- Theatrical release poster
- Spanish: Raqa
- Directed by: Gerardo Herrero
- Screenplay by: Irene Zoe Alameda
- Based on: Virgins and Executioners by Tomás Bárbulo
- Produced by: Mariela Besuievsky; Gerardo Herrero;
- Starring: Álvaro Morte; Mina El Hammani; Abdelatif Hwidar; Fariba Sheikhan; Ben Temple; Sara Hwidar; Cristina Kovani; Déborah François; Ali El Aziz; Juan Carlos Vellido;
- Cinematography: Juan Carlos Gómez
- Edited by: Clara Martínez Malagelada
- Music by: Paula Olaz
- Production companies: Tornasol Media; Malika y el Saharaui AIE; Angle Production;
- Distributed by: DeAPlaneta (es)
- Release dates: 10 November 2024 (Seville); 22 November 2024 (Spain);
- Countries: Spain; Morocco; Germany;
- Languages: Arabic; English; Spanish;

= Raqqa: Spy vs. Spy =

Raqqa: Spy vs. Spy (Raqa) is a 2024 spy thriller film directed by Gerardo Herrero from a screenplay by Irene Zoe Alameda based on a novel by Tomás Bárbulo.

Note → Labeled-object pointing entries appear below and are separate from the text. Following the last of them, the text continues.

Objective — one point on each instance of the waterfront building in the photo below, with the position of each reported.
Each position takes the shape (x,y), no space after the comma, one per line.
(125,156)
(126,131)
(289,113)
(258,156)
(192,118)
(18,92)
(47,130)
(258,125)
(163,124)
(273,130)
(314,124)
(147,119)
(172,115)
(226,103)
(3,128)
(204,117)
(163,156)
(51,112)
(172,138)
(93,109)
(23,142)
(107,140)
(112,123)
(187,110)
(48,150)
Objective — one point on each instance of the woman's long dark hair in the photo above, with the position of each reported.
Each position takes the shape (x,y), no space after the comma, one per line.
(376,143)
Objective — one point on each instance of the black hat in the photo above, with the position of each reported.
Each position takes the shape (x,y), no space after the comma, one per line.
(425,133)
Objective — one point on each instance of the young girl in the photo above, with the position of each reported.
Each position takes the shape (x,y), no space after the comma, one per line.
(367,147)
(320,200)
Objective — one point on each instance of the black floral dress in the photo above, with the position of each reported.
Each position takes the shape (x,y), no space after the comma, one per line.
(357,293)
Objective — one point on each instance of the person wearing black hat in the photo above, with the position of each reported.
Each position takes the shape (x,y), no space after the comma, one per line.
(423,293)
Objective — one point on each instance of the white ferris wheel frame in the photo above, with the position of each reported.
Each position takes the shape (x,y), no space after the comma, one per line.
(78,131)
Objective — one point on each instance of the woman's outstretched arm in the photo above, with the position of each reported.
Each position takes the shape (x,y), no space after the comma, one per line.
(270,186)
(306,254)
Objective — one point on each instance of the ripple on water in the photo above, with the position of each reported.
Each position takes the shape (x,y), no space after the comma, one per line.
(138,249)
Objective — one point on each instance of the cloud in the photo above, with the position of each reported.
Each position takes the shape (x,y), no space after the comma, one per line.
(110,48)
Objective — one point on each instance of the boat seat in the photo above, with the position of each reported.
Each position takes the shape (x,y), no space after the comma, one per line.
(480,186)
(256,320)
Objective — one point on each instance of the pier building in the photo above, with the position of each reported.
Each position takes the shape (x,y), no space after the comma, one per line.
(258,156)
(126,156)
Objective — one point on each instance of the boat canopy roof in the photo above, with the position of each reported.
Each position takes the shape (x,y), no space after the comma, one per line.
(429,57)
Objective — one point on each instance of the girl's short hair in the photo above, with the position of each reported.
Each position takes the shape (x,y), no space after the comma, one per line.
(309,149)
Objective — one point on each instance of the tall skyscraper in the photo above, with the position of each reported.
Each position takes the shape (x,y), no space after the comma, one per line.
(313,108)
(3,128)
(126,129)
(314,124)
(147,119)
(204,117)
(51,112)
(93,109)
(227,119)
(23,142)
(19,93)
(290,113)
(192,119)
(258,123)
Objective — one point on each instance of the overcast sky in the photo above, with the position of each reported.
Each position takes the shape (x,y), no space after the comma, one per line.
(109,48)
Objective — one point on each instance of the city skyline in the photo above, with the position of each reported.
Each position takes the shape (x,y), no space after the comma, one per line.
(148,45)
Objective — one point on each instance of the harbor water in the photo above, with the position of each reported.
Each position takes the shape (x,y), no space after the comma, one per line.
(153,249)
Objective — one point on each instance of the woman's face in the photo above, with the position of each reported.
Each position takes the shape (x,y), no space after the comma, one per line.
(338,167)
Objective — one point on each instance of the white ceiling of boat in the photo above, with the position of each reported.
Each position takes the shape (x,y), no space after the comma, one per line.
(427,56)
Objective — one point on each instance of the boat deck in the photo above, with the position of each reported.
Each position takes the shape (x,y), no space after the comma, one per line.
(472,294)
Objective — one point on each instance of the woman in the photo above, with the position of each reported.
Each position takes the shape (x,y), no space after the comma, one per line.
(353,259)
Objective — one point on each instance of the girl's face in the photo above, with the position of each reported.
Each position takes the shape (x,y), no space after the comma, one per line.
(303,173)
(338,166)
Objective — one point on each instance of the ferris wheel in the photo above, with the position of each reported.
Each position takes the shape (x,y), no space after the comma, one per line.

It is a Spanish-Moroccan-German co-production.

== Plot ==
Set in ISIS-controlled Raqqa, the plot follows mercenary spy Haibala (serving Russian interests) and Ceuta nurse/spy Malika (working via Europol), both chasing ISIS leader "The Jordanian".

== Production ==
The film was produced by Tornasol Media and Malika y el Saharaui AIE alongside Angle Production. Shooting locations included Casablanca, Marrakesh, and locations in Navarre such as Bardenas Reales.

== Release ==
The film screened at the 21st Seville European Film Festival on 10 November 2024. It is set to be released theatrically in Spain on 22 November 2024.

== Reception ==
Jonathan Holland of ScreenDaily wrote that "while the events and coincidences pile up too quickly, meaning that characters and issues who deserve more time lack depth, this efficient picture still merits international attention".